# Would you play against this?



## neilbatte (Jan 2, 2008)

I found half a dozen slayer models in my bits box and have thought about trying them out in the game.
Problem is I don't really want to shell out loads of cash so I had a thought, How about painting up the front rank I have and for the other slayers using 1 big unit filler as a trail of destruction obviously making it so that I still have the same number off actual bases as there would be slayers but instead of a slayer a crushed trail of goblins the smaller the trail the less effective the unit.
That way I not only get a unit without spending loads of money but I also get a really cool looking unit that closer represents the story book slayers.
Would anyone object to facing this and why?


----------



## CaptainFatty (Nov 9, 2008)

Honestly, if it was a friendly match and it looked really good, i would. Although I'm not too much into WYSIWYG with my mates.

They wouldn't accept it in tournaments though


----------



## Madshaw (Oct 8, 2009)

I'd play against it. so long as you tell me what everything is before the match starts i don't mind what you use to represent models. 

will you buy more slayers if these models work out? and will you turn the goblinsinto some kind of diorama or terrain peice?


----------



## neilbatte (Jan 2, 2008)

I doubt that I'd buy more slayers so far I've found 9 including command group.
I've started building the trail of destruction and it looks really cinematic,


----------



## Lord Sinkoran (Dec 23, 2006)

i personally wouldn't have a problem playing it but some tourney players are wysiwyg monsters


----------



## The Son of Horus (Dec 30, 2006)

Technically, you can model units however you like as long as 75% of the model is GW components, and the models started as GW models or are completely scratch-built from putty. Of course, that's just for tournaments at GW stores... if someone were to tell you you couldn't play with one of the Avatars of War models, for example, then that's someone who hates fun and should go play in traffic.
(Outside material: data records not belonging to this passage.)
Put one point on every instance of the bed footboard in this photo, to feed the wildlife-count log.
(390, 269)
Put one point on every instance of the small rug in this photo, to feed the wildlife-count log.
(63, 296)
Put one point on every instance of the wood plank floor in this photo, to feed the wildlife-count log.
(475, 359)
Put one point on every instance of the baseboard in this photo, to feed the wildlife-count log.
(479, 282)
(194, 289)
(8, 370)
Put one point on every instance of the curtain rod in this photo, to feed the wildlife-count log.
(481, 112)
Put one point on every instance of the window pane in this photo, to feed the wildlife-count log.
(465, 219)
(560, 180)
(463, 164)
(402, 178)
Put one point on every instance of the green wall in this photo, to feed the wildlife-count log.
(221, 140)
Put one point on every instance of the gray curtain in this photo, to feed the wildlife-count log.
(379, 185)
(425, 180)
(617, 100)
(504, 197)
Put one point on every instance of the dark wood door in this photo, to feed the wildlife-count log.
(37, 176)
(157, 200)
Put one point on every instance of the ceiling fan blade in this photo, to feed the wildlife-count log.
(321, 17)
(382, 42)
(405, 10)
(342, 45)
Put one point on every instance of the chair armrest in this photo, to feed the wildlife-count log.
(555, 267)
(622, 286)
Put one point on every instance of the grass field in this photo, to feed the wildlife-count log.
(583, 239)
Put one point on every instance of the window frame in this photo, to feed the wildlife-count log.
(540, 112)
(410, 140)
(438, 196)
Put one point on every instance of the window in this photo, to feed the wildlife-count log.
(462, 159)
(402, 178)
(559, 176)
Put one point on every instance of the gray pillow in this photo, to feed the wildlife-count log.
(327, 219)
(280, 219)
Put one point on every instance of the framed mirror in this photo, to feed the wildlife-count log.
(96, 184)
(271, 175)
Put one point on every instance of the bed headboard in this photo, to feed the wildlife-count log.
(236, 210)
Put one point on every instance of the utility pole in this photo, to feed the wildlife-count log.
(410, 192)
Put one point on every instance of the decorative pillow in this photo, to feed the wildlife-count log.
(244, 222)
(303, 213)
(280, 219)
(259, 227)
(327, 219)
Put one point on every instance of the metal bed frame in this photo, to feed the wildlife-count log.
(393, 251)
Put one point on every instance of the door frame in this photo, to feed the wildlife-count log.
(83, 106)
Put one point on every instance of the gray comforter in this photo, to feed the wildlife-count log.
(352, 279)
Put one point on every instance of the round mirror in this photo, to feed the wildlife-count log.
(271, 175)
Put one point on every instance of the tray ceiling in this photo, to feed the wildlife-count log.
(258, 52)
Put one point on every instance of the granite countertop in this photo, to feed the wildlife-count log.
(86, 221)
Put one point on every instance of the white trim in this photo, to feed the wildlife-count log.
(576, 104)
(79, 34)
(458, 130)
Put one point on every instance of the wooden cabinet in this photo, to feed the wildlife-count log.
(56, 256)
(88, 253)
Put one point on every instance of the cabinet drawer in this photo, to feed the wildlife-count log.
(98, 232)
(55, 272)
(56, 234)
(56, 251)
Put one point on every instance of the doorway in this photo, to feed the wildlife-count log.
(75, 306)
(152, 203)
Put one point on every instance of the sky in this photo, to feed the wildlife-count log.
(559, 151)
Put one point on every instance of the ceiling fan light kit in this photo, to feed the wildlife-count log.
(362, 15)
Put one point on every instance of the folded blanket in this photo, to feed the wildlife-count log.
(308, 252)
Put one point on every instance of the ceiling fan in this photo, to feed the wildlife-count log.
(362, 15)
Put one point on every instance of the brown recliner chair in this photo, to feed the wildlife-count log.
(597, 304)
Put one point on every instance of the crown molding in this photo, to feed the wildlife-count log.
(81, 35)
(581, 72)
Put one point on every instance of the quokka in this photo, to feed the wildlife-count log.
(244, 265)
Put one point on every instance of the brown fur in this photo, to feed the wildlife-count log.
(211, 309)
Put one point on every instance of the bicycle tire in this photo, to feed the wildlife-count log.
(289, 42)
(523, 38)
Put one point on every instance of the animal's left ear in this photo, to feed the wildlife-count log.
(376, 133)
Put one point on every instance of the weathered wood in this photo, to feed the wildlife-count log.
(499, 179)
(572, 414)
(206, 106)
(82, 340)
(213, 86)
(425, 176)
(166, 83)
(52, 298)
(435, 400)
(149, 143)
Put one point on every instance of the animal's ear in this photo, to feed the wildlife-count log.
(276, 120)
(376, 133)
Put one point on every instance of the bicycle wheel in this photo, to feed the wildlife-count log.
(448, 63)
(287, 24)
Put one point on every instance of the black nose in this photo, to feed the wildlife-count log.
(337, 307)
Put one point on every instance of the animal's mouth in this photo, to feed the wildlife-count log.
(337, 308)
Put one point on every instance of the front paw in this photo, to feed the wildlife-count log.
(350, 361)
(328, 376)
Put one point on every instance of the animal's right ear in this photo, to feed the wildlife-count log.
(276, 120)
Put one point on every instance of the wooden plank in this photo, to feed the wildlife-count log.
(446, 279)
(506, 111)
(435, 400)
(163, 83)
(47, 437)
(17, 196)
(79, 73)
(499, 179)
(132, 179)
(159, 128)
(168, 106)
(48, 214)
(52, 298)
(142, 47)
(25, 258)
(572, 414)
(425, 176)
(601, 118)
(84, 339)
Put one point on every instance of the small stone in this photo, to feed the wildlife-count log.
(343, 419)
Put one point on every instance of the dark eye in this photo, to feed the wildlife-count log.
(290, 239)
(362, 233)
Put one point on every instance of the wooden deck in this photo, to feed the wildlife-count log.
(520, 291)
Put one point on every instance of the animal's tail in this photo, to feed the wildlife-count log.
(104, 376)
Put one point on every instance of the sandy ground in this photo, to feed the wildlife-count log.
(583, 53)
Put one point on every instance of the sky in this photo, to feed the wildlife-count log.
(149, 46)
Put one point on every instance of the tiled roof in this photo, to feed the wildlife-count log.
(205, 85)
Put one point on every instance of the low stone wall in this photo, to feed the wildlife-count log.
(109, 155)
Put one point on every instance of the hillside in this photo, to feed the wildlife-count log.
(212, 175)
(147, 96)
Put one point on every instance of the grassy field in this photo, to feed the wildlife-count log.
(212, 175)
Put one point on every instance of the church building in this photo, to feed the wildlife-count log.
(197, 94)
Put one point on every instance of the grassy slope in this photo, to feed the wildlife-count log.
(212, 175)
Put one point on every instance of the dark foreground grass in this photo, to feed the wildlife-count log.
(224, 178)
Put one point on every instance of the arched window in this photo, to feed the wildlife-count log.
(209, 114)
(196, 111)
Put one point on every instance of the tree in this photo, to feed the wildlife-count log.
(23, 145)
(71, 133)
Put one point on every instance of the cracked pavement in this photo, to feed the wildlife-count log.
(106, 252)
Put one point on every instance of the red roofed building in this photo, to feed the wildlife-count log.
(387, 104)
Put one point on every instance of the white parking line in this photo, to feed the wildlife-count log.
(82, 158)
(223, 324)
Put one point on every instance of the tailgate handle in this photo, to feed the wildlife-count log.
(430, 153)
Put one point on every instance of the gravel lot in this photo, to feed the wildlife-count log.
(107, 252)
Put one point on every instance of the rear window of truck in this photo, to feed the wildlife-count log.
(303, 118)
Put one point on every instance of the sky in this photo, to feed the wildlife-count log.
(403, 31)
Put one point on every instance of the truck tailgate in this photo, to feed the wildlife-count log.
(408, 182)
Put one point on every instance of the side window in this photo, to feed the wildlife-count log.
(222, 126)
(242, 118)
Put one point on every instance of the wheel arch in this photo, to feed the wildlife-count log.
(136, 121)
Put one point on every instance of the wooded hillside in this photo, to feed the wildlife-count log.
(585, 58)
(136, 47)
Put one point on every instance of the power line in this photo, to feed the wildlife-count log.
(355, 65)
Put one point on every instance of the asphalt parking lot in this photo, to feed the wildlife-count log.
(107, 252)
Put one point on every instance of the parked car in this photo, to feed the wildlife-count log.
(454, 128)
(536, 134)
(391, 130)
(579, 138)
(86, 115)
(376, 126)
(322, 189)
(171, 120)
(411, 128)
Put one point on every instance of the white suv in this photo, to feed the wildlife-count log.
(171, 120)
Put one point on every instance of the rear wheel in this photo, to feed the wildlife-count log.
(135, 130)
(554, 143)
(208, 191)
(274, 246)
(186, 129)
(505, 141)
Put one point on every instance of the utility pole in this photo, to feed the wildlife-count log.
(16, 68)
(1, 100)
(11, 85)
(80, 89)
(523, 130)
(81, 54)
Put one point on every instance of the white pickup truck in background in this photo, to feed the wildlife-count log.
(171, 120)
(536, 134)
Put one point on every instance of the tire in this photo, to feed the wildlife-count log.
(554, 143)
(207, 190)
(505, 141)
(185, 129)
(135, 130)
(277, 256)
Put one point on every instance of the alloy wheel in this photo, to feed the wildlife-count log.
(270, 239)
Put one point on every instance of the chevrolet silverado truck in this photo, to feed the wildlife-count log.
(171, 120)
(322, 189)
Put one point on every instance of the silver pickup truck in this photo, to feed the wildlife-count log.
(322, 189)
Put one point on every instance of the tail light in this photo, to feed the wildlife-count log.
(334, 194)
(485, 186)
Anyway, I always liked "filler" things in units-- makes individual guys seem more badass, and makes units into little dioramas. I'm working on several 2x2 (50mm base) fillers for my Warriors of Khorne, where some marauders (or perhaps Bloodletters-- I haven't decided who'll be carrying the thing yet) are hauling around a giant brass icon of Khorne. By doing that for each of my units, I'll have enough Warriors to make another full unit and have a stronger visual theme for the army going beyond just having red armor. 
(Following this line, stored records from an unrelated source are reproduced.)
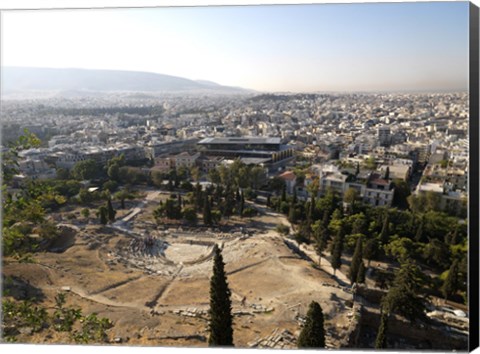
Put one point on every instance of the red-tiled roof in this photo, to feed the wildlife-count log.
(288, 175)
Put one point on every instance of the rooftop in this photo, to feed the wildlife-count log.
(241, 140)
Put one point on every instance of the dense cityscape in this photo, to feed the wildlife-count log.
(348, 210)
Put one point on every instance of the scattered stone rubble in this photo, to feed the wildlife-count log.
(278, 339)
(191, 312)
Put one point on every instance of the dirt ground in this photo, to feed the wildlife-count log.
(163, 299)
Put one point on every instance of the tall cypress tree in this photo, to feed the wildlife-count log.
(311, 211)
(356, 260)
(292, 215)
(111, 211)
(419, 236)
(321, 237)
(221, 320)
(242, 205)
(102, 211)
(313, 333)
(385, 233)
(450, 285)
(361, 273)
(207, 212)
(337, 249)
(381, 340)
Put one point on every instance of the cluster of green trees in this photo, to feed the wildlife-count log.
(435, 240)
(239, 175)
(25, 227)
(27, 314)
(214, 203)
(221, 319)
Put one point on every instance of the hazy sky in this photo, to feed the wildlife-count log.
(352, 47)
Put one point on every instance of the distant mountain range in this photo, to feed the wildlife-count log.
(26, 79)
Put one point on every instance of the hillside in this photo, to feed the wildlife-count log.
(17, 79)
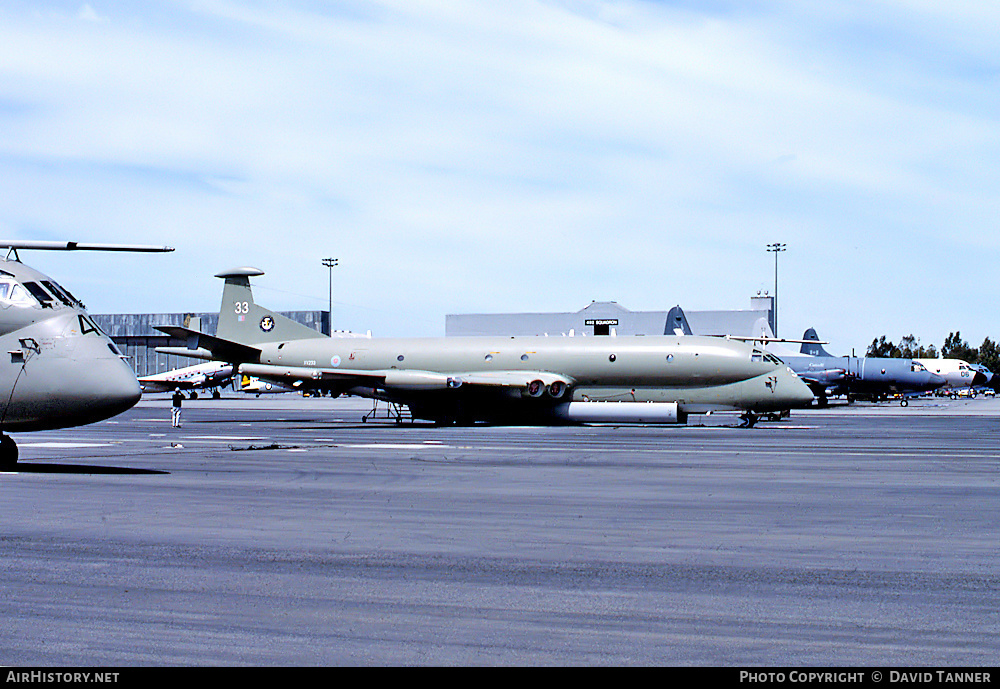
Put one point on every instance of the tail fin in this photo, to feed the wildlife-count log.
(812, 348)
(676, 322)
(243, 321)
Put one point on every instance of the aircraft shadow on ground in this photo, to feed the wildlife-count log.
(49, 468)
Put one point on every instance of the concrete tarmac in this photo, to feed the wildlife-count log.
(283, 531)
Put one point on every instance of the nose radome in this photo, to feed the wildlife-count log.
(796, 392)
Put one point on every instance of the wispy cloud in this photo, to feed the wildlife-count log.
(516, 156)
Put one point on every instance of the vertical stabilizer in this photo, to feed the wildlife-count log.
(676, 322)
(243, 321)
(813, 348)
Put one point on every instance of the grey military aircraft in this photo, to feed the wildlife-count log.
(59, 369)
(535, 380)
(827, 375)
(876, 377)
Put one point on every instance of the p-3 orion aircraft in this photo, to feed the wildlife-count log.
(58, 368)
(528, 380)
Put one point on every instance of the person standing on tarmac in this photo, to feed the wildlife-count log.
(175, 414)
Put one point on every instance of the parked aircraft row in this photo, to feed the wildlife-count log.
(64, 371)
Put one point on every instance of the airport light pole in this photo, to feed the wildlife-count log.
(330, 263)
(776, 248)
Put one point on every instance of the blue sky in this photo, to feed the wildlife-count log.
(519, 156)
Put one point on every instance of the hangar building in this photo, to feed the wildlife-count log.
(138, 339)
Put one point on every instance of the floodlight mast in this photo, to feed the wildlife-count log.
(330, 263)
(776, 248)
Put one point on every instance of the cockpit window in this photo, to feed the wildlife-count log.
(61, 294)
(11, 292)
(761, 355)
(44, 298)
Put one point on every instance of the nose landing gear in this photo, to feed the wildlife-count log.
(8, 452)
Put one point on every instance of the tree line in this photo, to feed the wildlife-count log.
(954, 347)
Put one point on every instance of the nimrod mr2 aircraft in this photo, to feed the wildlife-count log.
(58, 369)
(532, 380)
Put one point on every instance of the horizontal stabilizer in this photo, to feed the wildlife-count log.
(221, 350)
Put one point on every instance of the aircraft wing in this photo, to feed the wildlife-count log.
(78, 246)
(395, 379)
(153, 384)
(202, 346)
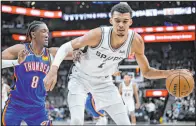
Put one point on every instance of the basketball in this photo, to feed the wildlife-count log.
(180, 84)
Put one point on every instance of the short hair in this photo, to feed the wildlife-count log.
(122, 8)
(32, 27)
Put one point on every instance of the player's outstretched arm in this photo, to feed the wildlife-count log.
(120, 88)
(91, 38)
(148, 72)
(135, 89)
(11, 53)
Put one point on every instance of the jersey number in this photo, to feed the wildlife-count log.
(35, 81)
(101, 65)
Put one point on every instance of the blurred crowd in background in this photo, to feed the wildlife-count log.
(171, 55)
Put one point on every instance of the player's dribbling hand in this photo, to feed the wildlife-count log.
(51, 78)
(22, 55)
(180, 70)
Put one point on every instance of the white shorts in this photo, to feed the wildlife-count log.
(130, 106)
(103, 90)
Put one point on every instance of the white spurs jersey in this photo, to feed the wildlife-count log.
(127, 92)
(103, 60)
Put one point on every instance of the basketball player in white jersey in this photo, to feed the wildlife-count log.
(107, 46)
(5, 91)
(127, 89)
I'd try to keep the majority of the unit's mass as actual models, though. I certainly wouldn't have a problem with the front rank of dwarves with a trail of carnage behind them-- it sounds cool. But I can see a lot of people having a problem with it, where they might not if the filler were two or three bases worth of the unit, rather than the majority of the formation.


----------



## Skartooth (Jun 4, 2010)

As long as you put effort into the the trail of destruction behind the slayers I wouldn't see a problem in it. Try and use as many dead bodies as you can though. Perhaps don't stick the slayers all in one rank but have them staggered, some of them fighting/finishing of enemies.

Skar


----------



## Sarcasm (Nov 23, 2008)

I think it's a great idea and would love to play against that. I really don't see why anyone would have a problem with it, it's fluffy and could look really awesome. What isn't to like?


----------



## neilbatte (Jan 2, 2008)

I'm trying to fit a dead body on each base so the actual model ratio is still right even if half are gobbo's and troll bits rather than slayers, The only larger base will have a troll (mainly because I need a big model to make visual sense of the slayer sheilding his eyes while looking up) 
I'm planning to tie all the slayers in together with the body parts and already have the Gotrek sheildbearer from the white dwarf set throwing a dead gobbo over his shoulder and the avatar slayer stood on a gobbo head, Just need to be brave and chop up the banner bearer to have the bannerpole kebabing a few nightgobbo's.
I'm not overly worried about tournies as I'm not that competative but it's more for pickup games as I know already my gaming group is ok with it.


----------